Bestowing on the arts their importance is, of necessity, a community
effort, and in 1966 the elected representatives of our statewide
community established the Idaho Commission on the Arts
to
stimulate and encourage throughout the state the study and presentation
of the arts, and public interest and participation therein...and
to encourage and assist freedom of artistic expression essential
to the well-being of the arts. Commissioners, each appointed
with regional considerations by the governor, began setting overall
policies. The first state appropriation was made the following
year, and three years later the Commission received its first
grant in support of arts programs from the National Endowment
for the Arts.

In 1970, the Commission held the first Governor's Conference on the Arts and initiated
the first Governor's Awards in the Arts, among the earliest such initiatives in
the nation. Over the next ten years, the Commission moved to the Alexander House
on State Street in Boise, began an
Artists in the Schools program, hired
a full-time staff, and began work on a long-range plan developing goals, objectives,
and strategies. In the 1980s, the first grants to individual artists were awarded.
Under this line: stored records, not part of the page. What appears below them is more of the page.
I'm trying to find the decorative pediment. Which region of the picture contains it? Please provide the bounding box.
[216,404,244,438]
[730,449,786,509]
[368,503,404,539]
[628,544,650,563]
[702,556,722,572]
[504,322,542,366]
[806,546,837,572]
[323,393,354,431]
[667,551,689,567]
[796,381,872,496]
By the mid-1980s, the legislature was making General Fund appropriations for Commission
programs, and a second long-range plan was underway. The 1990s marked noteworthy
funding for arts organizations, underserved communities, and youth at risk. After
twenty-three years at the Alexander House, in fall 2000 the Commission moved to
renovated quarters at the Warden's House in the Old Penitentiary Historic District.
Moreover, in 2003, after being under the Secretary of State for thirty-seven years,
the agency was moved under the Office of the Governor. In 2001 and again in 2003
the Commission sponsored a conference, “Arts Matter!” that brought
together artists, arts administrators, educators, civic leaders, elected officials,
and board members from across the state. In 2005, it amplified that success by
hosting the National Association of State Arts Agencies annual meeting that brought
385 arts administrators to Boise. Dana Gioia, the chair of the NEA, poet Robert
Haas, and Senator Larry Craig, were among the distinguished speakers at that event.
In the next decade, the Commission looks forward to the implementation of a public
art initiative that will support public art within the state, partnerships with
other agencies and arts organizations, creation of a new long-range plan, and
continued work on ways to sustain and expand understanding and participation in
the arts by all Idahoans.
Arts administration is no less a community effort than is support of the arts.
At the Commission a professional staff provides resources, information, and technical
assistance to artists and to arts and cultural organizations in every corner of
our state. In addition, the Commission administers grants, fellowships, and residencies
for Idaho artists, schools, traditional artists, and arts organizations; mails
a statewide arts newsletter; and maintains an informative Web site. The staff
furnishes the commissioners with information about arts issues and grant applications,
and they implement Commission policies; the commissioners, in turn, approve panel
recommendations concerning all grants and awards.